Body seeks signatory input for Stewardship 2.0 project

There were 168,000 investor-corporate engagement meetings last year, according to the Principles for Responsible Investment – but the initiative says active ownership/stewardship as it is currently practised isn’t working as there is little investor willingness to act more “assertively”.

Pointing at “investor myopia” for limiting the potential of stewardship, it has put together a paper setting out the case for an “aspirational higher standard for evolved active ownership”.

“Many institutional investors have been reluctant to use the influence they have.”

This would be where investors work to deliver real-world outcomes on critical systemic issues using “strengthened collaboration”.

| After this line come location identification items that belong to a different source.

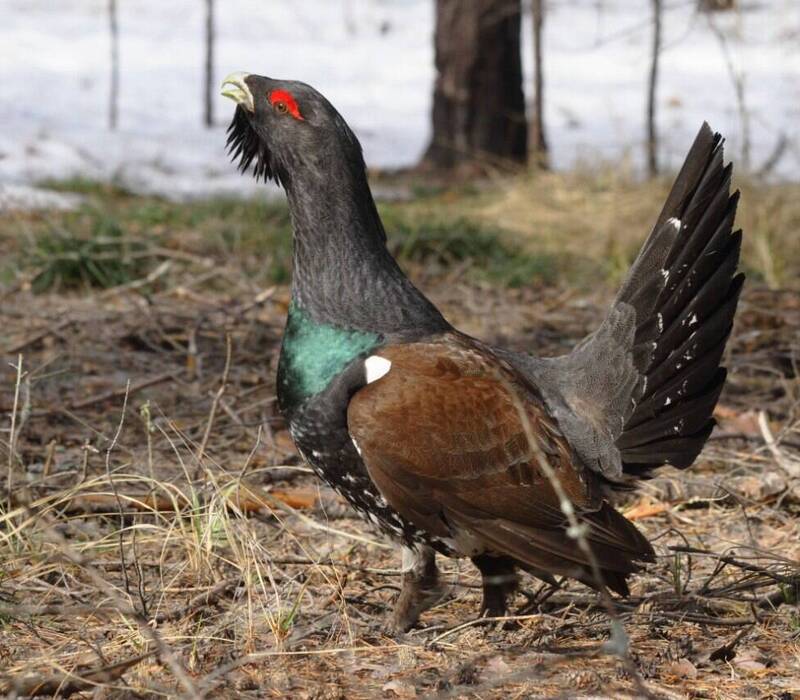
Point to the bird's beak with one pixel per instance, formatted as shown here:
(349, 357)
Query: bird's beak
(235, 87)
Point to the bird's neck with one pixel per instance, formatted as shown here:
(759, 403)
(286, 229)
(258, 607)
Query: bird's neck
(343, 275)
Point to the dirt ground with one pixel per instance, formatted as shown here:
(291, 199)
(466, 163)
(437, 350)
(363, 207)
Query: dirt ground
(159, 535)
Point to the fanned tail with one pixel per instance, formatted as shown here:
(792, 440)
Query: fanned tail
(684, 290)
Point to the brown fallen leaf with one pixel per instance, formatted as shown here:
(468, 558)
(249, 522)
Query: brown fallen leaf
(403, 689)
(681, 669)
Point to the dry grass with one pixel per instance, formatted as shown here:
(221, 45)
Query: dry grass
(159, 535)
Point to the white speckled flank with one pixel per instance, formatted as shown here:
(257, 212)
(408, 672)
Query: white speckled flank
(376, 367)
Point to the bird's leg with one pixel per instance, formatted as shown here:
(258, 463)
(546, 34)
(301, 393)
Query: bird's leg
(420, 590)
(499, 581)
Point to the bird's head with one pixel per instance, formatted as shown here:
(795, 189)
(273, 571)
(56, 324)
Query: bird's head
(283, 127)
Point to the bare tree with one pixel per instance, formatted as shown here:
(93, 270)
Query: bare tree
(652, 133)
(208, 91)
(478, 101)
(715, 5)
(536, 136)
(738, 79)
(113, 97)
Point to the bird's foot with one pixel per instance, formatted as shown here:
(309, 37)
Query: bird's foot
(499, 582)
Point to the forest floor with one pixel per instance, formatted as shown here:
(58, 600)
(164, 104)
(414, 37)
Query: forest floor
(159, 535)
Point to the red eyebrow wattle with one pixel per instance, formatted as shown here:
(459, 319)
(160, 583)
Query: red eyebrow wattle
(286, 98)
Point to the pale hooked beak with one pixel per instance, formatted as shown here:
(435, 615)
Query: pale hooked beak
(234, 87)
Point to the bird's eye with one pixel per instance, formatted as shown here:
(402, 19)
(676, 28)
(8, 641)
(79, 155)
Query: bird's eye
(283, 102)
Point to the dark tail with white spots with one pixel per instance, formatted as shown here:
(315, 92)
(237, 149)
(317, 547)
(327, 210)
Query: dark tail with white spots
(684, 289)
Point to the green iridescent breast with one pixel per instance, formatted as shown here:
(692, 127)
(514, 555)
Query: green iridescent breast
(312, 354)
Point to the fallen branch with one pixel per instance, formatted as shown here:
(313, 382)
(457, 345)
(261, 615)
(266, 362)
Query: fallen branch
(65, 684)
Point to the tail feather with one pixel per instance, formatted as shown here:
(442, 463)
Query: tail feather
(682, 328)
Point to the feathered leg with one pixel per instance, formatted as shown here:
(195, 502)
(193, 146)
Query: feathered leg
(499, 581)
(421, 589)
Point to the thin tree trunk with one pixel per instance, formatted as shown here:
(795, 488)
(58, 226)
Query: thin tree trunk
(652, 134)
(114, 91)
(208, 92)
(536, 139)
(478, 102)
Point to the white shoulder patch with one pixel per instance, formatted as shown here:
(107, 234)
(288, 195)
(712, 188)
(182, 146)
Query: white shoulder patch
(376, 367)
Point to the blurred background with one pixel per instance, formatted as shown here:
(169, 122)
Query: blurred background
(519, 151)
(127, 90)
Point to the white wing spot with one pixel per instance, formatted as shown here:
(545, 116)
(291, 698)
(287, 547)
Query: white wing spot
(376, 367)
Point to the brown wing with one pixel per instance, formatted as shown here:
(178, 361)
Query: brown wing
(442, 437)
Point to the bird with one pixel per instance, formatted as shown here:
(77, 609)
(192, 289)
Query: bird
(449, 445)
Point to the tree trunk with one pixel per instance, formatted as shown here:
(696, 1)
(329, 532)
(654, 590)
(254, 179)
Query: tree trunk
(478, 102)
(652, 134)
(536, 136)
(208, 92)
(113, 95)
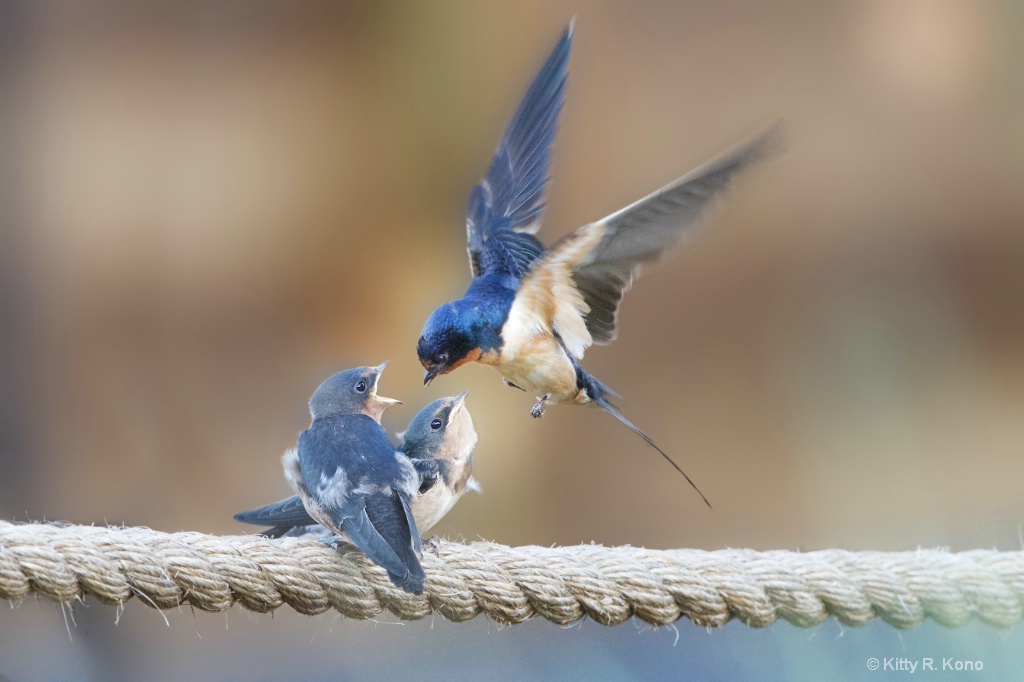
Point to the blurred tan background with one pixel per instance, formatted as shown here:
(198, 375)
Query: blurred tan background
(215, 207)
(211, 208)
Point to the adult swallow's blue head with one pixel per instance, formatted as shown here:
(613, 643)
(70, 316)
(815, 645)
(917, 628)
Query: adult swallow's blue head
(446, 342)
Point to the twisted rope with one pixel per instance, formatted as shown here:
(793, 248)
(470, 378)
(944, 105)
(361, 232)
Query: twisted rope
(510, 585)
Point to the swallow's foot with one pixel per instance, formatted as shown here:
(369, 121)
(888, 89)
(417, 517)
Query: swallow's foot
(432, 544)
(511, 385)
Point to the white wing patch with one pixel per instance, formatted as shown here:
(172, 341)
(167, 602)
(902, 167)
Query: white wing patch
(293, 470)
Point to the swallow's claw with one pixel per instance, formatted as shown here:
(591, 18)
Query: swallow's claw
(538, 410)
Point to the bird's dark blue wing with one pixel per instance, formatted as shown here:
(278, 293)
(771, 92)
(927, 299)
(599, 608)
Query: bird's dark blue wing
(505, 208)
(383, 529)
(286, 513)
(359, 485)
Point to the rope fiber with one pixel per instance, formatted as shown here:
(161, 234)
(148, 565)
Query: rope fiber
(609, 585)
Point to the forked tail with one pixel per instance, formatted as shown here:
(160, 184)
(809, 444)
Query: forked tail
(599, 399)
(596, 390)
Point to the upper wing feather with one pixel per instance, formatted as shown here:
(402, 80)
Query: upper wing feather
(505, 208)
(576, 287)
(640, 232)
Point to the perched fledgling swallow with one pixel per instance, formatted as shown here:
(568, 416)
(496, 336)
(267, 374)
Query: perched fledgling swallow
(531, 312)
(351, 479)
(439, 442)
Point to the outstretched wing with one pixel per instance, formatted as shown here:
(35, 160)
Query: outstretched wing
(582, 279)
(286, 513)
(640, 232)
(384, 529)
(505, 208)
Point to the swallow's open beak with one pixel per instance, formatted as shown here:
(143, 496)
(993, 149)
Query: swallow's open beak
(380, 398)
(460, 400)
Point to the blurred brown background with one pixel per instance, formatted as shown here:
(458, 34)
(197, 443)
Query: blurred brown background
(212, 207)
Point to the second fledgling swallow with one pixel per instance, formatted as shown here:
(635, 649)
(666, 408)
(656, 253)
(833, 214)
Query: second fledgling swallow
(351, 479)
(439, 442)
(531, 312)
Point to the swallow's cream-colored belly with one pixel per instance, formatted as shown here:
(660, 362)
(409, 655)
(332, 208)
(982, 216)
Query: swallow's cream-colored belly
(541, 368)
(432, 506)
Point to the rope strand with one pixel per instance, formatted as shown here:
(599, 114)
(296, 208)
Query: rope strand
(509, 585)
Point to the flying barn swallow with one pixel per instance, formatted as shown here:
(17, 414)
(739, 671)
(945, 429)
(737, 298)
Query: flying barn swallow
(352, 480)
(531, 312)
(439, 442)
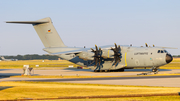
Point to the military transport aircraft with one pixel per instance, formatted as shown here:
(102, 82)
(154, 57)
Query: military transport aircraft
(104, 58)
(3, 59)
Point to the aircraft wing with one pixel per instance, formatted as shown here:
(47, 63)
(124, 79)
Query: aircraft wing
(70, 52)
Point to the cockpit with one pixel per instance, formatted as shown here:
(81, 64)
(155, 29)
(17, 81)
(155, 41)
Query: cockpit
(162, 51)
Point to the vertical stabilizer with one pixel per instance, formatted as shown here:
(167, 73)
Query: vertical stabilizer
(46, 32)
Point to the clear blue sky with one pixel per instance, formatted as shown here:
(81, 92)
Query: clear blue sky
(89, 22)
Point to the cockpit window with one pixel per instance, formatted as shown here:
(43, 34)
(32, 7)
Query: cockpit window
(162, 51)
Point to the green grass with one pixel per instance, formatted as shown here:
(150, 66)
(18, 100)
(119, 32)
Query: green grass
(24, 89)
(33, 63)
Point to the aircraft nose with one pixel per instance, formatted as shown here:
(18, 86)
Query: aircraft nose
(169, 58)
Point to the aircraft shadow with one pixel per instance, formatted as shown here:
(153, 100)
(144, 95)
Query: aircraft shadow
(7, 75)
(143, 70)
(125, 70)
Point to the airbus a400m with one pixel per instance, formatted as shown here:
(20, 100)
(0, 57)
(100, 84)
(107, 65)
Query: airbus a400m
(104, 58)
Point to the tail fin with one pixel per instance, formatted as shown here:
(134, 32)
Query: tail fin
(45, 31)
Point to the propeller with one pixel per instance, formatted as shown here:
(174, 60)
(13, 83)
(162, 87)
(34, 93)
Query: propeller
(117, 53)
(97, 55)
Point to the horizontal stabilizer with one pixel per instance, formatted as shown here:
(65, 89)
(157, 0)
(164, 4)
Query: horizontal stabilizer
(28, 22)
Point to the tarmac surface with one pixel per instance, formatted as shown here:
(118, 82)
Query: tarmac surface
(165, 81)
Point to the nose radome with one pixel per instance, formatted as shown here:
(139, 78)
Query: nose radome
(169, 58)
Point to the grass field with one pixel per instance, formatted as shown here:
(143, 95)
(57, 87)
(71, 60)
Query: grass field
(175, 64)
(24, 89)
(155, 98)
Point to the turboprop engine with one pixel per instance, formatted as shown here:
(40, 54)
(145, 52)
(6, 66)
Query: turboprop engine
(86, 55)
(107, 54)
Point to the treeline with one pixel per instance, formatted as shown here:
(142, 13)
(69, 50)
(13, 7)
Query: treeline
(32, 57)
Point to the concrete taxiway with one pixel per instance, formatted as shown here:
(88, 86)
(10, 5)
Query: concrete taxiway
(165, 81)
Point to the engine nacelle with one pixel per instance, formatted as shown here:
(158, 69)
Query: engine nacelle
(107, 54)
(86, 55)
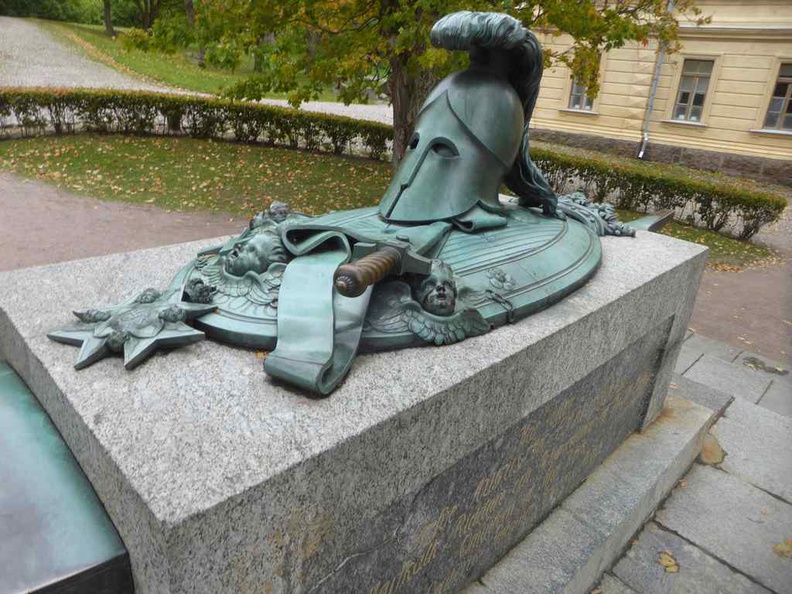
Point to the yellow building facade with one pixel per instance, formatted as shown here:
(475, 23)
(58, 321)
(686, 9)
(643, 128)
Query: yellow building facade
(723, 103)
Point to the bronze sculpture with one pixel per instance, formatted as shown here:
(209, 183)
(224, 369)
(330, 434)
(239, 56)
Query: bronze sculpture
(442, 258)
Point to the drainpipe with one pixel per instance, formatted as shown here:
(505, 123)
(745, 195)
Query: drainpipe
(653, 91)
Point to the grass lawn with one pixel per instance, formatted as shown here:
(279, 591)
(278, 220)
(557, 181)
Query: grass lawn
(187, 174)
(177, 70)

There are echoes of the “forceful stewardship” term coined by Raj Thamotheram and Howard Covington a few years ago that has been picked up by UK pensions body the PLSA and, more recently, by Jeffrey Sachs’ Columbia Center on Sustainable Investment (CCSI).

“We will shortly invite signatory input on this vision and ideas on how we can collectively take active ownership to the next level,” writes Paul Chandler, Director of Stewardship at the PRI.

The PRI notes the progress of initiatives like Climate Action 100+, but says there are the “exception, not the rule”.

“As we face growing systemic risks that cannot be diversified away – from trade wars to climate catastrophe – the willingness to act more assertively to safeguard long-term outcomes for beneficiaries is not keeping pace with the actions needed or being undertaken at the scale required.”

Paul Chandler, PRI

Chandler says: “We strongly believe that stewardship is the most powerful tool investors have at their disposal to align our economy and society with the interests of beneficiaries and wider stakeholders. The problem is, we’re not using it to its fullest potential.”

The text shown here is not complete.